Position: It Is Time We Test Neural Computation In Vitro

Published: 01 May 2025, Last Modified: 23 Jul 2025ICML 2025 Position Paper Track posterEveryoneRevisionsBibTeXCC BY 4.0
TL;DR: In vitro neural networks provide a timely opportunity for testing ML models against living brain tissue to drive progress in AI and neuroscience
Abstract: Recent advances in bioengineering have enabled the creation of biological neural networks in vitro, significantly reducing the cost, ethical hurdles, and complexity of experimentation with genuine biological neural computation. In this position paper, we argue that this trend offers a unique and timely opportunity to put our understanding of neural computation to the test. By designing artificial neural networks that can interact and control living neural systems, it is becoming possible to validate computational models beyond simulation and gain empirical insights to help unlock more robust and energy-efficient next-generation AI systems. We provide an overview of key technologies, challenges, and principles behind this development and describe strategies and opportunities for novel machine learning research in this emerging field. We also discuss implications and fundamental questions that could be answered as this technology advances, exemplifying the longer-term impact of increasingly sophisticated in vitro neural networks.
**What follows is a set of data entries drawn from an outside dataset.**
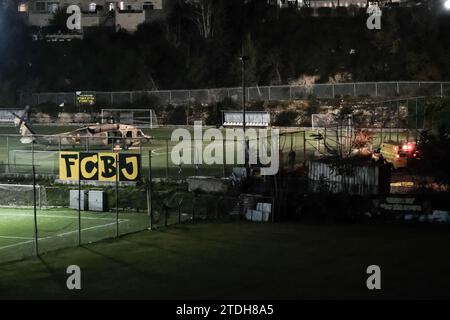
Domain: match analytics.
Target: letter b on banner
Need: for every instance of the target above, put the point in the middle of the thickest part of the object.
(99, 166)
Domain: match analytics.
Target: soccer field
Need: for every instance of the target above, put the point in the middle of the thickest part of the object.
(17, 157)
(59, 228)
(241, 260)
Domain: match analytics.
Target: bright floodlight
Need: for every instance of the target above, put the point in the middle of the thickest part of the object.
(447, 5)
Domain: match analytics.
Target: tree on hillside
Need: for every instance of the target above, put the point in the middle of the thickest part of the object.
(203, 14)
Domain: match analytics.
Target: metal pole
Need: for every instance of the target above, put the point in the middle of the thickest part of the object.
(36, 246)
(167, 158)
(193, 208)
(7, 153)
(79, 201)
(150, 184)
(117, 195)
(223, 158)
(304, 145)
(398, 118)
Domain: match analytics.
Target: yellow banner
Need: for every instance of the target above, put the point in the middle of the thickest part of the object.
(99, 166)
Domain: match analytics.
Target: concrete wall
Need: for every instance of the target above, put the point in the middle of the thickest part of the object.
(39, 19)
(129, 20)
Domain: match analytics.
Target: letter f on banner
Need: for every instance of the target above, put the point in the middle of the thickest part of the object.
(74, 20)
(374, 19)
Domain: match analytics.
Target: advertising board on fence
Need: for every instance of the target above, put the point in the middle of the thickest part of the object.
(99, 166)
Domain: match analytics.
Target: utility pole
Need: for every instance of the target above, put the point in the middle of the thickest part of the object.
(243, 59)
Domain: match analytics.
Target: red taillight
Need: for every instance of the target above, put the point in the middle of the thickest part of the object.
(408, 147)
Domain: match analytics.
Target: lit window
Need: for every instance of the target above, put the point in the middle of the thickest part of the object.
(52, 7)
(22, 7)
(40, 6)
(147, 5)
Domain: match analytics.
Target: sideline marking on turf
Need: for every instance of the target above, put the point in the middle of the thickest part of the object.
(16, 244)
(61, 234)
(39, 215)
(14, 237)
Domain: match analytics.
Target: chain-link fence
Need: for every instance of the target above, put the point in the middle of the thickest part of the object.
(267, 93)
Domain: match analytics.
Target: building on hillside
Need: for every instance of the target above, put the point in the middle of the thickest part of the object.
(125, 15)
(334, 3)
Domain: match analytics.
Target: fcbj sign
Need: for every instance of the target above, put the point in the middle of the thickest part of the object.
(101, 166)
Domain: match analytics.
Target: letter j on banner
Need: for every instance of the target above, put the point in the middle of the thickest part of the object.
(100, 166)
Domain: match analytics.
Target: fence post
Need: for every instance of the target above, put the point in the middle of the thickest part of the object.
(304, 145)
(167, 158)
(150, 183)
(224, 158)
(193, 207)
(7, 153)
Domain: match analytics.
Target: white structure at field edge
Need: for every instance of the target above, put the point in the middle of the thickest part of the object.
(125, 15)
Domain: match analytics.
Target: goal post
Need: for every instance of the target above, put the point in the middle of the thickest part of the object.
(144, 118)
(22, 196)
Lay Summary: Recent advances in neuroscience and artificial intelligence (AI) have allowed us to interact and experiment with lab-grown, small brain-like networks of living neurons. We are now at a point where experimenting with these systems is growing easier and more practical. In this position paper, we argue that now is the time to advance experimentation with and understanding of these biological neural networks. By using AI models to interact with and even control these living neurons, this could help learn how to build smarter and more energy-efficient AI. We explain the main technologies, challenges, and potential directions for using these living neurons. We also explore the significant questions that this research could help answer and the long-term implications of these advancements.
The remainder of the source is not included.